Hi! I had a dream about cats last night, so I thought that I would talk about them today. I’ve been inundated with cat posts online and just reminders all the time about cats. And it makes me happy and sad at the same time.
Well, I miss my cat Leo very much. I had to put him to sleep in June, and it’s been a rough several months without him. He had liver disease. He was 17, and I had him for 16 years. I adopted him right after I moved into my first apartment and got my first real-world job.
Well, I am very conflicted about whether I should get another cat. First off, I absolutely can’t get one until I get another job. But I don’t know if I will get one then, either. I feel so guilty about how I feel right now. I love cats so much, and I loved Leo with all my heart and soul.

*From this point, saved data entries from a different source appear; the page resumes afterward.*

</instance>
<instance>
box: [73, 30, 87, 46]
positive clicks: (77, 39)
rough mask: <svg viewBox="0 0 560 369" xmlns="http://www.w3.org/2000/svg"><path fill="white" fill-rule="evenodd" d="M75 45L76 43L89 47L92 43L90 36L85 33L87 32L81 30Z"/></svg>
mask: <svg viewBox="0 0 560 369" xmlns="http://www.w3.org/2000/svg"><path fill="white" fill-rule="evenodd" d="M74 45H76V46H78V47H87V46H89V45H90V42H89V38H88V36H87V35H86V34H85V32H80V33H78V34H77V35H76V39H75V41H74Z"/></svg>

But I feel so guilty because I am enjoying not having a cat. I hate feeling that way. I am not glad he’s gone at all, of course, but it sure sounds like I am. I don’t have to buy food, clean a litterbox, clean up vomit, wake up to meowing at 3 a.m., clean up fur off everything, etc. I don’t miss that stuff. And I don’t know if I want to deal with all that again. Plus, I’d have to train a new kitty. Leo was trained to not vomit on the bed, to not get on the kitchen counters, to not climb shelves. He knew the word “no.” He also was declawed — he was like that when I adopted him; I don’t support declawing — and I’d have to get used to a clawed cat. I’d have to start all over with a new kitty. I don’t know if I have the patience for that anymore.
But then I think about the other stuff. The companionship. The laughter. The adorableness. The boopable belly. The looks he would give me. The sweet kitty meows. Attack Kitty Mode. And I miss all that more than I can even describe. I mean, look at those photos!
So, I’m conflicted. I think that my current plan is to not go looking for a cat to adopt, but if one pops up, maybe I’ll adopt that one. I supposed if I’m meant to have another cat, this is how it will happen. But I think I’m OK with the fact that I may never get another cat. Maybe one day, after the pandemic, I will get my “kitty fix” by volunteering at a no-kill shelter or something.